What is the love of Jesus like?

Dan Hudson
Thumb_loving_like_jesus_square

If we're to learn to love like Jesus, we need to know what his love is like.


Download mp3.
Small Group Notes: PDF HTML

Colossians 3 tells us Jesus is "the image of the invisible". Therefore as we explore the love of Jesus, we're also understanding the love of God, Father, Son and Holy Spirit.

John 13 tells the story of Jesus washing the feet of his disciples. It begins with these words "Having loved those who were his in the world, he loved them to the end".

1. The love of Jesus is Unchanging.

John referred to himself as the "disciple Jesus loved"- he and the other disciples came to know that Jesus' love for them was a non-negotiable. He loved them through all their failures, faltering faith, doubts, denials, desertion. "God watched the soap opera of our lives"- Eugene Peterson. His love extends to an interest in the mundanity and challenges of our lives.

2. The love of Jesus is Unconditional.

The Greek word used throughout the New Testament for Love is "Agape"- referring to God-like, unconditional love. Disciples of Jesus live in the wonder of this unconditional love, not thwarted by circumstance (Romans 8: "Nothing can separate us from the love of God").

3. The love of Jesus is Unassuming.

Jesus, Lord of Heaven and Earth, quietly gets up from the table and starts doing the servants job of washing dirty feet. Philippians 2 says "He took the nature of a servant, humbling himself to death, even death on a cross". Humble love serves other people, regardless of whether they get the credit. Jesus quietly took the sins of the world on the cross, serving the whole human race.

4. The love of Jesus is Uncontainable.

Jesus asks the disciples if they've understood what he has done, then tells them to do the same for one another. He's not suggesting, I don't think, that a foot-washing ritual should become part of our lives. But he's saying; find the jobs that need doing in other people's lives and serve them, quietly, without fanfare, with humility. That's what love looks like.

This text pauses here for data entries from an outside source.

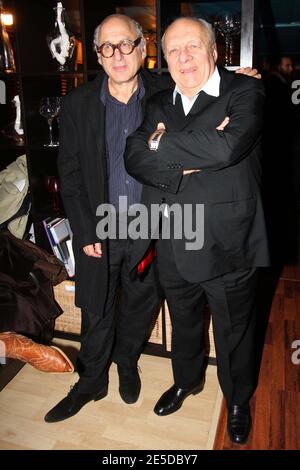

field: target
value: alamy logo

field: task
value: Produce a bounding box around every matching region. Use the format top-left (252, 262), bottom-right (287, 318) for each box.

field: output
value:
top-left (292, 339), bottom-right (300, 366)
top-left (0, 340), bottom-right (6, 364)
top-left (292, 80), bottom-right (300, 104)
top-left (0, 80), bottom-right (6, 104)
top-left (96, 196), bottom-right (204, 251)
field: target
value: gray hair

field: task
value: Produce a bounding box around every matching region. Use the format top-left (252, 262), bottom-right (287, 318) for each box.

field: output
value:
top-left (93, 13), bottom-right (144, 51)
top-left (161, 16), bottom-right (216, 54)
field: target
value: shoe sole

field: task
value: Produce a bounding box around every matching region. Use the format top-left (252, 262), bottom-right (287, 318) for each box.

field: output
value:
top-left (153, 384), bottom-right (204, 416)
top-left (44, 389), bottom-right (108, 423)
top-left (94, 389), bottom-right (108, 401)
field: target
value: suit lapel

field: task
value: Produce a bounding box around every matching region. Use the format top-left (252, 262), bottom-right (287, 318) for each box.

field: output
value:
top-left (87, 87), bottom-right (105, 153)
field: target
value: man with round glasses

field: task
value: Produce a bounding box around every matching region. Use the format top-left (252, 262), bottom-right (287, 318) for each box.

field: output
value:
top-left (45, 14), bottom-right (255, 422)
top-left (95, 36), bottom-right (143, 59)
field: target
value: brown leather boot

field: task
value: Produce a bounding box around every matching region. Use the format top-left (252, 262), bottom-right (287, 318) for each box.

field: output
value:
top-left (0, 331), bottom-right (74, 373)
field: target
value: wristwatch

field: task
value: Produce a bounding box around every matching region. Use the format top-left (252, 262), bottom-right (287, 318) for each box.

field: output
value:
top-left (149, 130), bottom-right (165, 151)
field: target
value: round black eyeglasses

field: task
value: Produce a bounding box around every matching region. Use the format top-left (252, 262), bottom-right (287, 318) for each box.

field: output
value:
top-left (96, 36), bottom-right (142, 59)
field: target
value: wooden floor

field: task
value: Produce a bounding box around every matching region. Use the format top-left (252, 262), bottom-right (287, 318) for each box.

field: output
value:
top-left (0, 350), bottom-right (222, 450)
top-left (214, 264), bottom-right (300, 450)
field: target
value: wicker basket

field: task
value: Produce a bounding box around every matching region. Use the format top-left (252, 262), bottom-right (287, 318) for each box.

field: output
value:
top-left (53, 281), bottom-right (81, 334)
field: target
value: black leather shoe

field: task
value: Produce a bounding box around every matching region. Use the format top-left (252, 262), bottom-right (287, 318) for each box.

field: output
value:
top-left (227, 404), bottom-right (251, 444)
top-left (154, 379), bottom-right (204, 416)
top-left (44, 385), bottom-right (107, 423)
top-left (118, 365), bottom-right (141, 405)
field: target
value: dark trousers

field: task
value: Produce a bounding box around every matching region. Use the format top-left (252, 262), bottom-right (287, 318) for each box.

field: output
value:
top-left (157, 240), bottom-right (257, 405)
top-left (77, 240), bottom-right (160, 393)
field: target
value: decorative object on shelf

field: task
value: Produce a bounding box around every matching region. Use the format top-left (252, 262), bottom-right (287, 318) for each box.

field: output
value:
top-left (45, 176), bottom-right (60, 213)
top-left (13, 95), bottom-right (24, 144)
top-left (47, 2), bottom-right (75, 72)
top-left (1, 95), bottom-right (24, 145)
top-left (39, 96), bottom-right (60, 147)
top-left (214, 14), bottom-right (241, 66)
top-left (0, 0), bottom-right (16, 72)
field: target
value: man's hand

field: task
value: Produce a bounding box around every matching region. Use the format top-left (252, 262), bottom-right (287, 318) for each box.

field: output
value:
top-left (235, 67), bottom-right (261, 80)
top-left (83, 243), bottom-right (102, 258)
top-left (183, 116), bottom-right (229, 176)
top-left (148, 122), bottom-right (166, 148)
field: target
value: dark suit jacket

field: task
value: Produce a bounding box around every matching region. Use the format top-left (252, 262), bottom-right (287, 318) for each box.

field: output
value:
top-left (58, 70), bottom-right (172, 313)
top-left (125, 65), bottom-right (269, 282)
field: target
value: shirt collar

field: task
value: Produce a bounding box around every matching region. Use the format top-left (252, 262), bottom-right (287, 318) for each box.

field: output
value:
top-left (173, 67), bottom-right (221, 104)
top-left (100, 75), bottom-right (145, 106)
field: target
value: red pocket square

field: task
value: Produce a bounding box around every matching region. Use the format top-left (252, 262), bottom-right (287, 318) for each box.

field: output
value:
top-left (137, 246), bottom-right (156, 274)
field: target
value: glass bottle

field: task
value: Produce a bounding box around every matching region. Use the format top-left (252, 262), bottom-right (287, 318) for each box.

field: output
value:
top-left (0, 0), bottom-right (16, 72)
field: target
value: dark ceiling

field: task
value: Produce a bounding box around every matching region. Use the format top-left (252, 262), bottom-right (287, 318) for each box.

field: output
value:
top-left (255, 0), bottom-right (300, 61)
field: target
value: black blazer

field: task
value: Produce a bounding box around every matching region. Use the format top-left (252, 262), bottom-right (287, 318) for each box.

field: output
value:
top-left (125, 68), bottom-right (269, 282)
top-left (58, 70), bottom-right (172, 313)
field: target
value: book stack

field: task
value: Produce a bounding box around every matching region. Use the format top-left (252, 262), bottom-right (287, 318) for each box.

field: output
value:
top-left (43, 217), bottom-right (75, 277)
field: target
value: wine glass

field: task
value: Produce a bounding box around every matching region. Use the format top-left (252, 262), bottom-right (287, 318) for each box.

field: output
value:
top-left (39, 96), bottom-right (60, 147)
top-left (214, 14), bottom-right (241, 66)
top-left (45, 175), bottom-right (60, 212)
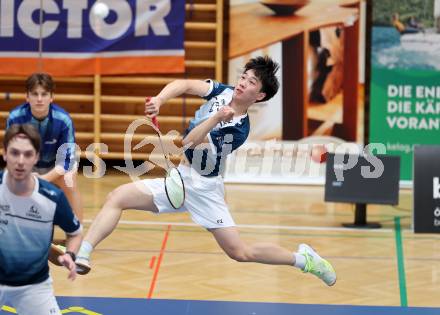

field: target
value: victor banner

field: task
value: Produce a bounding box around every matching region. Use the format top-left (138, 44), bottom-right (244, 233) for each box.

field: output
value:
top-left (0, 0), bottom-right (185, 76)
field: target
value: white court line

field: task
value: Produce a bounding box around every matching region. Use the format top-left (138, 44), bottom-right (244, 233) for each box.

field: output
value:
top-left (84, 219), bottom-right (393, 233)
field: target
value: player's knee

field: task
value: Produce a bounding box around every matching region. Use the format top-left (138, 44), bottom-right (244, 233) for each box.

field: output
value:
top-left (105, 187), bottom-right (121, 207)
top-left (226, 246), bottom-right (249, 262)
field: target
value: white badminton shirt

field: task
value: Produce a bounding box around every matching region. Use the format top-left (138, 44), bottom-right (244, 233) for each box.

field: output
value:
top-left (185, 80), bottom-right (250, 176)
top-left (0, 171), bottom-right (81, 286)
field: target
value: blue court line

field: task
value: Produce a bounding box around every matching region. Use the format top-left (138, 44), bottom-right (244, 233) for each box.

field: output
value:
top-left (0, 297), bottom-right (440, 315)
top-left (394, 217), bottom-right (408, 306)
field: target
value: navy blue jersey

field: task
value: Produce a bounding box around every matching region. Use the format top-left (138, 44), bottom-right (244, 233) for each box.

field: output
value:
top-left (185, 80), bottom-right (250, 176)
top-left (0, 171), bottom-right (82, 286)
top-left (6, 103), bottom-right (75, 171)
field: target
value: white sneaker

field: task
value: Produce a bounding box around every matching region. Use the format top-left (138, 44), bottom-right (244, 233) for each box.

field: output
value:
top-left (298, 244), bottom-right (336, 286)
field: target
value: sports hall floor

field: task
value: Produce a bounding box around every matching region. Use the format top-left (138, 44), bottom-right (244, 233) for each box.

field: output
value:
top-left (0, 174), bottom-right (440, 315)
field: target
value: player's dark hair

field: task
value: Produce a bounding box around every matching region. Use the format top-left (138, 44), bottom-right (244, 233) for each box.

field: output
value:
top-left (25, 72), bottom-right (55, 94)
top-left (244, 56), bottom-right (280, 102)
top-left (3, 124), bottom-right (41, 153)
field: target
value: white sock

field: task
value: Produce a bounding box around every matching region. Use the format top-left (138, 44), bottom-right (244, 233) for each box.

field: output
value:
top-left (78, 241), bottom-right (93, 259)
top-left (293, 253), bottom-right (306, 270)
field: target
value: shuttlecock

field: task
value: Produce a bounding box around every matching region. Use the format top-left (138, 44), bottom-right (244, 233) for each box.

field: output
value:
top-left (92, 1), bottom-right (110, 19)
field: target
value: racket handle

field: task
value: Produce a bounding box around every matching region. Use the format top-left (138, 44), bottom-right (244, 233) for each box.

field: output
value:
top-left (145, 96), bottom-right (159, 129)
top-left (151, 116), bottom-right (159, 129)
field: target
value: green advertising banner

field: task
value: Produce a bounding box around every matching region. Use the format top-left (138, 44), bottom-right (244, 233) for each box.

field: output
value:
top-left (369, 0), bottom-right (440, 180)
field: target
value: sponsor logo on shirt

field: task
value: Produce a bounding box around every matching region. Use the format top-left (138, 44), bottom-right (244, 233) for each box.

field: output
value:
top-left (44, 139), bottom-right (57, 144)
top-left (26, 205), bottom-right (41, 219)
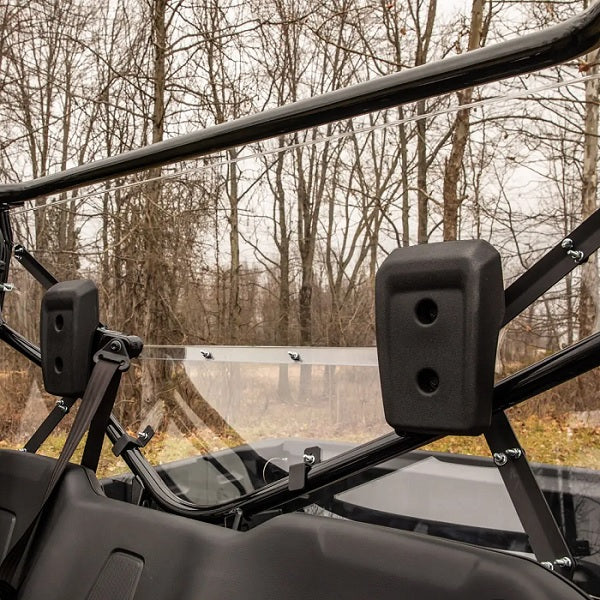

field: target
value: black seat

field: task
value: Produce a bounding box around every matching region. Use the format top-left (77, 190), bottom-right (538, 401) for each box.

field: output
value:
top-left (0, 451), bottom-right (586, 600)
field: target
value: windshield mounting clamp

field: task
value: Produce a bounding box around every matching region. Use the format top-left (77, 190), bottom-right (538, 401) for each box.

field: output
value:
top-left (561, 238), bottom-right (585, 264)
top-left (112, 425), bottom-right (154, 456)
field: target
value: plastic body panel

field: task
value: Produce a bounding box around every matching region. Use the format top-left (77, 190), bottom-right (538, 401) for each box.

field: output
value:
top-left (0, 451), bottom-right (586, 600)
top-left (40, 279), bottom-right (99, 398)
top-left (376, 240), bottom-right (504, 435)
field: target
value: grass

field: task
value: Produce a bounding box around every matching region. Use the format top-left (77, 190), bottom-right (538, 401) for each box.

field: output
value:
top-left (0, 415), bottom-right (600, 477)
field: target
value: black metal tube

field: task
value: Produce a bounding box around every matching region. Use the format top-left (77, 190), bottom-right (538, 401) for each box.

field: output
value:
top-left (0, 314), bottom-right (600, 522)
top-left (0, 4), bottom-right (600, 204)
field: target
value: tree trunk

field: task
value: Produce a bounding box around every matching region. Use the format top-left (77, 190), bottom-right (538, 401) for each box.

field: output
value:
top-left (443, 0), bottom-right (486, 240)
top-left (579, 50), bottom-right (600, 338)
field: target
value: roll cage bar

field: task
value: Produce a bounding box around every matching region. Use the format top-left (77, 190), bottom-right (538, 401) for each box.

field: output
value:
top-left (0, 3), bottom-right (600, 572)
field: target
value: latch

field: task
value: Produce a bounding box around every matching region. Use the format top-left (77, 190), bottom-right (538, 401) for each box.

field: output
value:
top-left (288, 446), bottom-right (321, 492)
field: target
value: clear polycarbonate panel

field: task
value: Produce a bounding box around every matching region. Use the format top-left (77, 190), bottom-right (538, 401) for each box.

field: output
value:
top-left (116, 346), bottom-right (391, 505)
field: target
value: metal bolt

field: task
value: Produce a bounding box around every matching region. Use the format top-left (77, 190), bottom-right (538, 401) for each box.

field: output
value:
top-left (554, 556), bottom-right (573, 569)
top-left (560, 238), bottom-right (585, 263)
top-left (504, 448), bottom-right (523, 460)
top-left (56, 400), bottom-right (69, 415)
top-left (494, 452), bottom-right (508, 467)
top-left (560, 238), bottom-right (575, 250)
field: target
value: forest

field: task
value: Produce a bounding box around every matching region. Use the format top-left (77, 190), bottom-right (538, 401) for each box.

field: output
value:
top-left (0, 0), bottom-right (600, 460)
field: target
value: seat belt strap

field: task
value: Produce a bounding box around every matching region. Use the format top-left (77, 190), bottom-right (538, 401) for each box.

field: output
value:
top-left (23, 398), bottom-right (77, 454)
top-left (0, 351), bottom-right (123, 600)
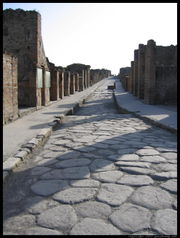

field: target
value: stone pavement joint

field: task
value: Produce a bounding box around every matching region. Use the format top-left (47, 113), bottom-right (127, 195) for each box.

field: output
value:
top-left (3, 77), bottom-right (177, 236)
top-left (3, 81), bottom-right (107, 182)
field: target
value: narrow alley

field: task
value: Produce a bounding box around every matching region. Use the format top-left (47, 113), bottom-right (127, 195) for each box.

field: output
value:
top-left (3, 81), bottom-right (177, 235)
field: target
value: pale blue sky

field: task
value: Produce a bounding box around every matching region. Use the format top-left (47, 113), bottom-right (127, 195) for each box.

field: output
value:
top-left (3, 3), bottom-right (177, 74)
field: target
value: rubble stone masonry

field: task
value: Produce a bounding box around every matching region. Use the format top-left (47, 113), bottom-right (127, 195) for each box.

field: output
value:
top-left (3, 54), bottom-right (18, 124)
top-left (120, 40), bottom-right (177, 105)
top-left (3, 9), bottom-right (50, 107)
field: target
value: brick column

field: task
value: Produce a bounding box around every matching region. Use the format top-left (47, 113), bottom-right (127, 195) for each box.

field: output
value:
top-left (137, 44), bottom-right (145, 99)
top-left (133, 50), bottom-right (138, 96)
top-left (75, 73), bottom-right (79, 91)
top-left (70, 73), bottom-right (75, 94)
top-left (50, 69), bottom-right (59, 101)
top-left (131, 61), bottom-right (134, 94)
top-left (64, 71), bottom-right (70, 96)
top-left (144, 40), bottom-right (156, 104)
top-left (58, 71), bottom-right (64, 99)
top-left (41, 68), bottom-right (50, 106)
top-left (79, 70), bottom-right (84, 91)
top-left (87, 69), bottom-right (90, 87)
top-left (84, 69), bottom-right (87, 88)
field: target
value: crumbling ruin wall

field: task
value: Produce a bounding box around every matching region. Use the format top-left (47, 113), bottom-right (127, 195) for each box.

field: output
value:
top-left (121, 40), bottom-right (177, 104)
top-left (3, 53), bottom-right (18, 124)
top-left (3, 9), bottom-right (50, 106)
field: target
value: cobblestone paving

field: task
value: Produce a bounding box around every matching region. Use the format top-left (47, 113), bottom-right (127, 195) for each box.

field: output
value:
top-left (4, 80), bottom-right (177, 235)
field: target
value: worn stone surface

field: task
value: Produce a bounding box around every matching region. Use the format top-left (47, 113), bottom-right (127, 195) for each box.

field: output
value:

Two reactions we should have:

Help! I could never love to the extent that Jesus loves- it's beyond us! That's a good reaction as it throws us into dependency on God; for when we fail to love like that- we receive his grace and forgiveness freely.

Wonder! Jesus commissions us to love like him. He makes that the defining purpose of our lives. What's the purpose of your life? "Others". As a Christian you may not feel the most gifted, eloquent, experienced or mature. But you can love people.


Questions:

  • Security in the love of Jesus. Why is it important to constantly live in the knowledge and experience of God's love for us? What problems may we have if we don't? What blessing will we have if we do? How can we better live in that permanent knowledge in a world that has a "love deficit"?
  • Serving others with the love of Jesus. Read Philippians 2 "the Servant song". How does the love of Jesus practically apply itself? What would it look like in our lives to show those same characteristics?
  • In a world that constantly tells you to think of "me first", how can disciples of Jesus look radically different to our culture?
  • Read 2 Cor 5:14-16. What do you think it means to "regard no one from an earthly point of view?"